From 2013 to 2015, an English biotech company released millions of genetically modified mosquitoes into neighborhoods in Jacobina, Brazil, in an effort to reduce the number of native disease-carrying mosquitoes. Its strategy: Deploy (nonbiting) male Aedes aegypti mosquitoes bearing a gene that should doom most of their offspring before adulthood. The method has successfully reduced native mosquito populations by at least 85%. Unexpectedly (Live Science), some of the gene-edited mosquitoes passed on their genes to the native insects, fueling concerns that they created a more robust hybrid species (Scientific Reports). The study is now being criticized for making that claim (Science).
posted by not_the_water (27 comments total) 14 users marked this as a favorite
 
From the Science Magazine link:
Jason Rasgon, an entomologist at Pennsylvania State University in State College who studies insect-borne diseases, says the genetic finding is important. “But I think there are a number of things that are really overhyped and kind of irresponsible about the paper,” says Rasgon, who has no financial ties to Oxitec. The authors should have emphasized that they didn’t find any mosquitoes carrying Oxitec’s transgenes, he says, referring to the two genes, foreign to A. aegypti, introduced to kill offspring and to fluorescently label the mosquitoes as GM. The novel DNA that did show up in the Jacobina population was from the Oxitec mosquitoes’ genetic “background”—a cross between strains from Cuba and Mexico.

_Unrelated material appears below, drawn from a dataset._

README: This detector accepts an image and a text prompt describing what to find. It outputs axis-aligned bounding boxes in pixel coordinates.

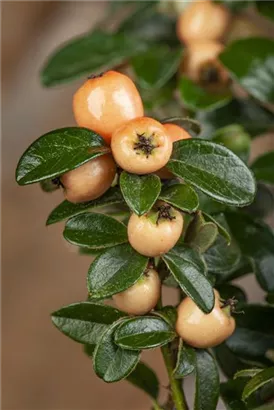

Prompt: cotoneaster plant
[16,0,274,410]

Rasgon, like Oxitec, takes issue with the paper’s assertion that the mixing of genomes “likely” made the population stronger by increasing its genetic variation. (“Failed GM mosquito control experiment may have strengthened wild bugs,” read one headline last week.) “We don’t know that that’s the case here, but we do know that this population is a hybrid of three strains,” Powell says. His team, however, didn’t test whether the hybrid mosquitoes were more resistant to pesticides or more likely to transmit disease. Neither was true of the Oxitec mosquitoes themselves, Rose says.
Sounds like unclear reporting from Oxitec and the Scientific Report article (open access, not paywalled), though the SR paper notes "It is unclear how this may affect disease transmission or affect other efforts to control these dangerous vectors," to hopefully tamp down the "OMG, bioengeered superbugs are loose!" coverage. Assuming reporters didn't quickly skim the paper looking for the juiciest bits to use as headlines and taglines.
posted by filthy light thief at 11:46 AM on September 23, 2019 [6 favorites]


Life finds a way.
posted by alex_skazat at 12:00 PM on September 23, 2019 [5 favorites]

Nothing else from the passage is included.